Simultaneously, Hurricane Dotty has been churning up the waters around the island, causing the townsfolk to stock up on milk and toilet paper. Dotty arrives with a vengeance, knocking out all power on Last Hope. The Missing Maiden is swept out to sea, stranding the few survivors of the storm. No dummies, they realize they have no food left and no way of getting help. Someone suggests they eat the dead bodies that are littering some of the island's windswept cliffs, but that is deemed impossible since they have likely spoiled by now. It remains unclear whether or not anyone gets eaten, but eventually lots of bones litter the beaches, especially the area around Windswept Cliffs. In addition, most people have packed on a few pounds and are quite robust by the time help arrives months later.

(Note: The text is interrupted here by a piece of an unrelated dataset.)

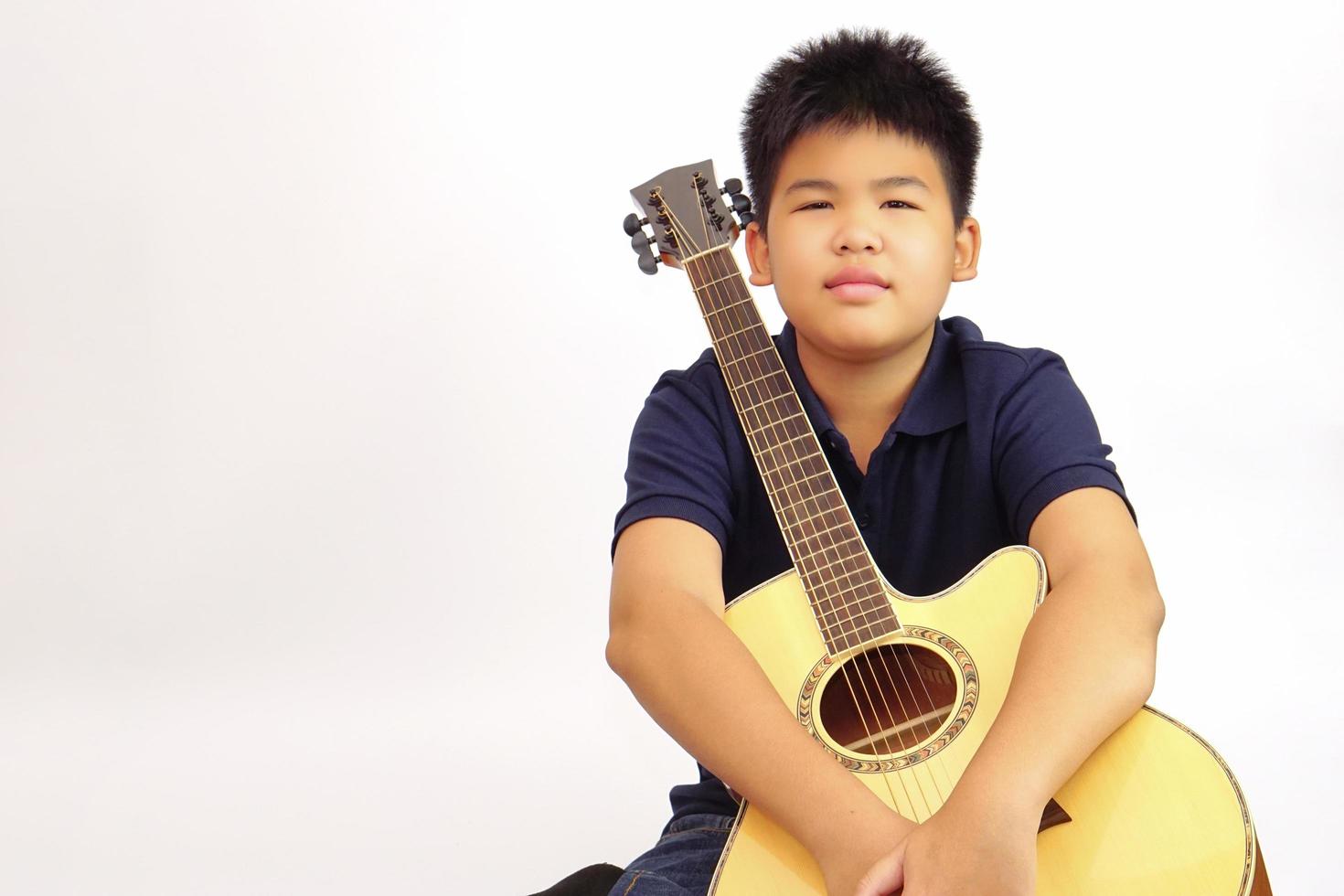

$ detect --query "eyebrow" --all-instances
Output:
[784,175,933,197]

The Windswept Cliffs of Last Hope
Then something else bad happens and something else bad happens. Finally Merry, who being a vegan refused to eat human flesh, dies of starvation. Fortunately there's a Shoulder to cry on. The two of them convince Spark, who sees dead people, to remodel Merry's mother's house into an inn, which they name the Ghost House--sort of a play on guest house. It's a big success since Last Hope became a major destination after the Huffington Post got wind of the whole "cannibalism thing." The vacationers who visit love the idea of invisible innkeepers, since surely the most annoying part of staying at an inn is the constant chatter of the innkeepers. One of the guests is a famous doctor who cures Tinker of her spinal cord injury, and so she and Spark are happy again and often hang out playing Twister and Parcheesi with Merry and Shoulder.

I am thinking I might call it Ghost House, or maybe Merry Evermore. Not sure yet, but either way, remember: You read it here first.